Let's look at the connection model for each of the two major CFMumps APIs.
Connecting with the Basic API
With the basic API, you access the MUMPS database with familiar methods, including but not limited to get, set, kill, data, and order. These operations should be familiar to you as a MUMPS programmer. However, in order to begin using these API methods, you need a connection to the MUMPS database.
In this example, you will create an instance of lib.cfmumps.Mumps, open the database, fetch the value of ^people("Smith,Joe","birthday") into a CF variable, write it to the page, and close the database.
var db = new lib.cfmumps.Mumps(); db.open(); var joeBirthday = db.get("people", ["Smith,Joe","birthday"]); writeOutput("Joe's birthday is " & joeBirthday); db.close();
<cfset db = new lib.cfmumps.Mumps()> <cfset db.open()> <cfset var joeBirthday = db.get("people", ["Smith,Joe", "birthday"])> <cfoutput>#joeBirthday#</cfoutput> <cfset db.close()>
You should not attempt to either re-open an already opened database, nor close one that's already closed. As a safeguard against this, the isOpen() method will return true if the database has already been opened, or false otherwise.
Connecting with the Globals API
The Globals API lets you project MUMPS globals to native CF structures, and vice versa, as well as providing a few other operations like value, defined, and delete. Unlike the Basic API, the Globals API does not expose an implicit open() method. Instead, the global or global sub-tree is specified (along with options controlling atomicity) when instantiating the API. See Globals API Instantiation for more information on this mechanism.
Atomicity
Atomicity can provide a measure of protection against data inconsistency when two processes attempt to modify the same data concurrently: a commonplace event in multi-user web apps such as those you can develop in CFMumps. Under the hood, CFMumps' atomicity controls are powered by MUMPS incremental locks. These locks provide fine-grained access control to any global or global sub-tree.
See Appendix A: Concurrency Protection for more information.

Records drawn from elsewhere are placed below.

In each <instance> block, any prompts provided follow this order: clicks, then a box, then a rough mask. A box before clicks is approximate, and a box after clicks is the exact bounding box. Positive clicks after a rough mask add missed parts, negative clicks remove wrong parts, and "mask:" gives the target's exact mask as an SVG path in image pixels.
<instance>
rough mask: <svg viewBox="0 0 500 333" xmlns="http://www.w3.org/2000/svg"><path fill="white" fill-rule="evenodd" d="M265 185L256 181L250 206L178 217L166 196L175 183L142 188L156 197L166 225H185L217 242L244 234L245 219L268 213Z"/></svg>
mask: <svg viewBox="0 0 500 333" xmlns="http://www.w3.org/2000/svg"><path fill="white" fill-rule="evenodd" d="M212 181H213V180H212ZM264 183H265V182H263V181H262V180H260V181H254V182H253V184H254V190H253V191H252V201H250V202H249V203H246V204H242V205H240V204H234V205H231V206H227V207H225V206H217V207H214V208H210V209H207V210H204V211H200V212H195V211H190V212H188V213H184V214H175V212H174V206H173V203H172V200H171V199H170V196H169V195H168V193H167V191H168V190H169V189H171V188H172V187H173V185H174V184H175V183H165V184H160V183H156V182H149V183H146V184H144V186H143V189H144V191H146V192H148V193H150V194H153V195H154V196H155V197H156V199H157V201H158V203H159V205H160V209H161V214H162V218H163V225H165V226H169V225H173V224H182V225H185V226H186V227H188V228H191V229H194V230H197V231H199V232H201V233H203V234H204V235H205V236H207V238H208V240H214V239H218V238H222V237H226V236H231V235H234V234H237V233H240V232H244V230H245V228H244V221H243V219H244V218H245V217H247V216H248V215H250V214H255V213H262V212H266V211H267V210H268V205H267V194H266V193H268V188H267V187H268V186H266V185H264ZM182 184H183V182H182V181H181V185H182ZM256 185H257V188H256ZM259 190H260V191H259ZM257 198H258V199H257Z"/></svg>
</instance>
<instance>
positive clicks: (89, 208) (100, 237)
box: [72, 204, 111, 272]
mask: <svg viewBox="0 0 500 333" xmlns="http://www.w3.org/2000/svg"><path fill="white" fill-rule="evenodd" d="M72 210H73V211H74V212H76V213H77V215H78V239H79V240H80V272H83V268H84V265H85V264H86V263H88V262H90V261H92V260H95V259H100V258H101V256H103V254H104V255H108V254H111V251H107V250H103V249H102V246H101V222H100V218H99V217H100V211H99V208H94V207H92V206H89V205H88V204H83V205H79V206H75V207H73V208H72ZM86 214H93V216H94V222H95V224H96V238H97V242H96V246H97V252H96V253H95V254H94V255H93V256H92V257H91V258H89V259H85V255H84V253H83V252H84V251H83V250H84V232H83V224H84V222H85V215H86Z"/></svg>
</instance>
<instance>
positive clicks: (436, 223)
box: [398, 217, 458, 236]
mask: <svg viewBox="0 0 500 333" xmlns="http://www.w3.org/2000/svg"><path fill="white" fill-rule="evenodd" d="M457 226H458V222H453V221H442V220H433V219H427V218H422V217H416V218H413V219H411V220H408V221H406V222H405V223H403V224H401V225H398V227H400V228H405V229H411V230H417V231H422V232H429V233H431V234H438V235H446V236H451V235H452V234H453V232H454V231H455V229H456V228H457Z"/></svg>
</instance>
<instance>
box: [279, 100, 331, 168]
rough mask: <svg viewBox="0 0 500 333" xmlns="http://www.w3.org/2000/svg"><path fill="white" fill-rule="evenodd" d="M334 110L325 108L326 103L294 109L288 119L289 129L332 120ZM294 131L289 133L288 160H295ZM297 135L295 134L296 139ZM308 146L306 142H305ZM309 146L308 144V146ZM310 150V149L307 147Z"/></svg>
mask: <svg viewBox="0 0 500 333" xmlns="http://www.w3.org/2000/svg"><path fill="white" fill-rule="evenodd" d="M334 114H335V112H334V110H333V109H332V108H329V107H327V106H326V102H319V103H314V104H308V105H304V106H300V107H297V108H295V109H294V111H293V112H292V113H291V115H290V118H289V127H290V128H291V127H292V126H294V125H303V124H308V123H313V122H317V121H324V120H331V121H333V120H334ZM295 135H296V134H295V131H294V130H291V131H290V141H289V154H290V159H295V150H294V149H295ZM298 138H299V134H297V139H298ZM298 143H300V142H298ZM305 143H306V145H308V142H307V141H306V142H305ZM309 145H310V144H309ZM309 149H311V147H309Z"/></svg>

In this example, you will use the Globals API to open a reference to ^DD(200) and fetch all of its data and child subscripts into the CFML variable newPersonFile:
var global = new lib.cfmumps.Global("DD", [200]); var newPersonFile = global.getObject(); global.close();
<cfset var global = new lib.cfmumps.Global("DD", [200])> <cfset var newPersonFile = global.getObject()> <cfset global.close()>
As you can see in the above code snippets, the global variable has been initialized to an instance of the Globals API component, and opened with a reference to ^DD(200). The getObject() API was then used to populate the newPersonFile variable with a structure whose layout and members contain all the data from ^DD(200) and its descendants. You can now work with this information in-memory, without incurring the performance penalties of further accesses to fixed storage.
Please note that even with atomicity enabled in the Globals API, other applications may still read or change on-disk information after you've read it into an in-memory structure, resulting in a potential race condition. It is vital for data integrity to carefully architect your CFMumps applications in order to avoid race conditions and manage concurrent access.